Seakan-akan setiap orang di persimpangan itu harus yakin terhadap papan persimpangan.

Kemudian pada pembahasan orthodoksa menjabarkan bentuk dukungan tokoh B, C, dan D terhadap papan persimpangan. Tokoh yang paling menonjol tersebut meyakini kebenaran dari papan persimpangan karena merasa bahwa papan tersebut sudah lama berada di persimpangan. Tokoh B, C, dan D juga menganggap bahwa papan persimpangan itu sebagai satu-satunya pedoman bagi setiap orang yang ingin menuju ke surga. Peran papan persimpangan sebagai doksa, didukung dengan hadirnya tokoh-tokoh tersebut yang sejak awal mempercayai kebenaran papan persimpangan.

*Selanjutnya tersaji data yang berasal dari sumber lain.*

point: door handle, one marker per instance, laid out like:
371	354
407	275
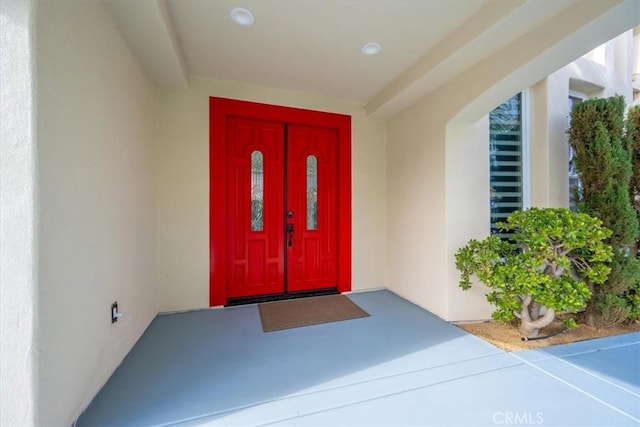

Pembahasan terakhir mengenai heterodoksa menjabarkan tokoh yang tidak mempercayai papan persimpangan yaitu tokoh A. Tokoh A adalah satu-satunya tokoh yang mempertanyakan kebenaran papan persimpangan. Ia merasa bahwa papan persimpangan itu rapuh dan tidak bisa dipercayai lagi kebenarannya.

Kebingungan yang dihadapi tokoh A juga membuatnya tidak bisa menentukan

arah menuju ke surga, ia merasa semua jalan itu benar dan mungkin juga tidak benar. Bahkan pada setiap babak, tokoh A selalu mempertanyakan kebenaran yang dianut oleh tokoh lain. Tokoh dapat dikatakan sebagai tokoh yang menolak hadirnya papan persimpangan dan tidak meyakini kebenaran papan persimpangan.